17. Milionis, J., Moallemi, C. C., Roughgarden, T., and Zhang, A. L. (2022). "Automated Market Making and Loss-Versus-Rebalancing." Working Paper.
Introduces the concept of "loss-versus-rebalancing" (LVR) as a more precise characterization of LP losses in AMMs. LVR measures the cost of providing liquidity against arbitrageurs and is the AMM analog of adverse selection in traditional market making.
Practical Market Making
18. Cartea, A., Jaimungal, S., and Penalva, J. (2015). Algorithmic and High-Frequency Trading. Cambridge University Press.
A comprehensive textbook on algorithmic trading with strong coverage of optimal market making. Chapters 10–11 develop the Avellaneda-Stoikov model in detail and extend it to various practical settings. The mathematical treatment is rigorous but accessible to readers with a quantitative background.
19. Guant, O., Lehalle, C.-A., and Fernandez-Tapia, J. (2012). "Optimal Portfolio Liquidation with Limit Orders." SIAM Journal on Financial Mathematics, 3(1), 740–764.
Addresses the problem of optimally liquidating a position using limit orders—a problem faced by market makers when they need to unwind accumulated inventory. The solution involves posting increasingly aggressive orders as the deadline approaches, a strategy directly applicable to prediction markets approaching resolution.
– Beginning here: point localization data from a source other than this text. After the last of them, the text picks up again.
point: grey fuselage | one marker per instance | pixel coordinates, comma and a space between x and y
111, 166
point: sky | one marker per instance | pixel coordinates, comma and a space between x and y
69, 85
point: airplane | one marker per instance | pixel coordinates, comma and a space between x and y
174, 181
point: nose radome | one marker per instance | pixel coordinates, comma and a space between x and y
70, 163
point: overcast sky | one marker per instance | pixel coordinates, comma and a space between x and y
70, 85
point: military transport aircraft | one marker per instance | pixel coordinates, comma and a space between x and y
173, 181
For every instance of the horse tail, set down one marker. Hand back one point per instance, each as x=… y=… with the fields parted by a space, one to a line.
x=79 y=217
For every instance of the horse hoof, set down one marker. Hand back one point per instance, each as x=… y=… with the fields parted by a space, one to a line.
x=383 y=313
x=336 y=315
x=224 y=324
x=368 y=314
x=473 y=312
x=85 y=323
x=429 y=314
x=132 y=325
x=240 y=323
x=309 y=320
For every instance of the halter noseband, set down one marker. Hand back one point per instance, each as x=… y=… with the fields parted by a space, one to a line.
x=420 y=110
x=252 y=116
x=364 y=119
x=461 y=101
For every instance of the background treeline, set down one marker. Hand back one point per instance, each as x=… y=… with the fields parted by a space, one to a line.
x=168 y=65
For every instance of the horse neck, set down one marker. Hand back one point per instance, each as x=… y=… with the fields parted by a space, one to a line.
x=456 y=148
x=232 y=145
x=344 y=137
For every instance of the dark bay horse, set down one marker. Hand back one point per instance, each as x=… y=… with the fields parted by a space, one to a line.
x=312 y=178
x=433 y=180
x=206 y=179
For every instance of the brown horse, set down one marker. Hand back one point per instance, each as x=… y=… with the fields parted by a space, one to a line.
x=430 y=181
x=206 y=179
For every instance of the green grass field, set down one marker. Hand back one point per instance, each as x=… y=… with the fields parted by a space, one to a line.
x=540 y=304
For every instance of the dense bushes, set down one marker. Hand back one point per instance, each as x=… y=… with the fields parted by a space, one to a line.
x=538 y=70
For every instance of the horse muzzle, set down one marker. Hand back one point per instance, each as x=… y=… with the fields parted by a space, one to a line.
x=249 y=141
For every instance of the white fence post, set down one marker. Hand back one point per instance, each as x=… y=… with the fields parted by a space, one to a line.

20. Spooner, T., Fearnley, J., Savani, R., and Koukorinis, A. (2018). "Market Making via Reinforcement Learning." Proceedings of the 17th International Conference on Autonomous Agents and Multiagent Systems (AAMAS).
Applies deep reinforcement learning to the market-making problem, showing that learned policies can outperform analytical solutions in realistic environments. An interesting direction for prediction market makers who want to adapt to complex, non-stationary conditions without explicitly modeling every aspect of the environment.